Many Arlington residents may be surprised to learn that the National Policy Institute, a white nationalist group, has based itself in the area.

WASHINGTON — This past weekend, a conference of white nationalists met at the Ronald Reagan Building in downtown D.C., just blocks away from the White House. They were brought together by the National Policy Institute, a think tank devoted to racial separation based in Arlington, Virginia.

It’s listed as a hate group by the Southern Poverty Law Center.

The institute’s president, Richard Spencer, is a leading figure in the alt-right movement and clearly espouses a separatist view.

He described the group’s motivating goal: a nation of whites only, excluding minority groups. “It would be about a society that’s for us,” Spencer told WTOP, taking a break from the daylong conference.

“Race is real — race matters. It has tremendous social consequences and race is the foundation of identity,” he said.

Viral video of the group’s Saturday meeting captured some of the attendees giving the Nazi salute, with Spencer saying, “Hail Trump! Hail our people! Hail victory!”

Many Arlington residents may be surprised to learn that a white nationalist group has based itself in the area. But nearly 60 years ago, Arlington was once home to the American Nazi Party, founded by George Lincoln Rockwell.

“We have no standing to tell people who can and can’t be here,” said Libby Garvey, chair of the five-member Arlington County Board.
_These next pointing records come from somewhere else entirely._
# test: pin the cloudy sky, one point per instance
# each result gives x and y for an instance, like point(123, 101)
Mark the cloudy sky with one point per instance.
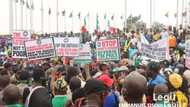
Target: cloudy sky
point(93, 7)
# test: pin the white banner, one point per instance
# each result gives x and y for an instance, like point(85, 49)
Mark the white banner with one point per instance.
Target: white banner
point(18, 48)
point(67, 46)
point(158, 50)
point(40, 49)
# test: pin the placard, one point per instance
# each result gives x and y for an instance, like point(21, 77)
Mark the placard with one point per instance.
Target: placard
point(40, 49)
point(84, 55)
point(67, 46)
point(158, 50)
point(107, 50)
point(18, 48)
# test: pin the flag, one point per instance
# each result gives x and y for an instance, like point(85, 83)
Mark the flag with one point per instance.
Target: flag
point(71, 15)
point(88, 15)
point(63, 13)
point(112, 17)
point(105, 16)
point(27, 5)
point(175, 15)
point(121, 17)
point(79, 15)
point(49, 12)
point(108, 23)
point(184, 14)
point(32, 6)
point(22, 2)
point(167, 14)
point(84, 21)
point(97, 22)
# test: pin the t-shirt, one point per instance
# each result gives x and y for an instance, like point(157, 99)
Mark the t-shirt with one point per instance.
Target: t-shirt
point(59, 100)
point(14, 105)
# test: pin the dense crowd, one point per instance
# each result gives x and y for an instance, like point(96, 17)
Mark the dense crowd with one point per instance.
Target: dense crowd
point(134, 81)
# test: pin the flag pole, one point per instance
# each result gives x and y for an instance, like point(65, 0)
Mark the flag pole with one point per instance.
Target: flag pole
point(150, 13)
point(10, 16)
point(57, 17)
point(88, 16)
point(125, 21)
point(177, 10)
point(182, 12)
point(186, 14)
point(26, 8)
point(49, 22)
point(65, 23)
point(31, 15)
point(72, 21)
point(15, 8)
point(21, 15)
point(42, 17)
“I think it’s pretty clear that their mission is completely incompatible with our own vision statement and who we are as a community,” Garvey added, pointing to the county’s vision statement:

“Arlington will be a diverse and inclusive world-class urban community with secure, attractive residential and commercial neighborhoods where people unite to form a caring, learning, participating, sustainable community in which each person is important.”

County board member Jay Fisette was unaware Spencer’s group called Arlington home before he burst onto the news.

“It’s going to make some people definitely feel uncomfortable,” Fisette said, acknowledging that the group has a constitutional right to exist.

“I would be the first one out there — and I think many, many other Arlingtonians — to fight or picket or advocate against their policies and their vision,” Fisette said. “We are proudly a welcoming community here in Arlington.”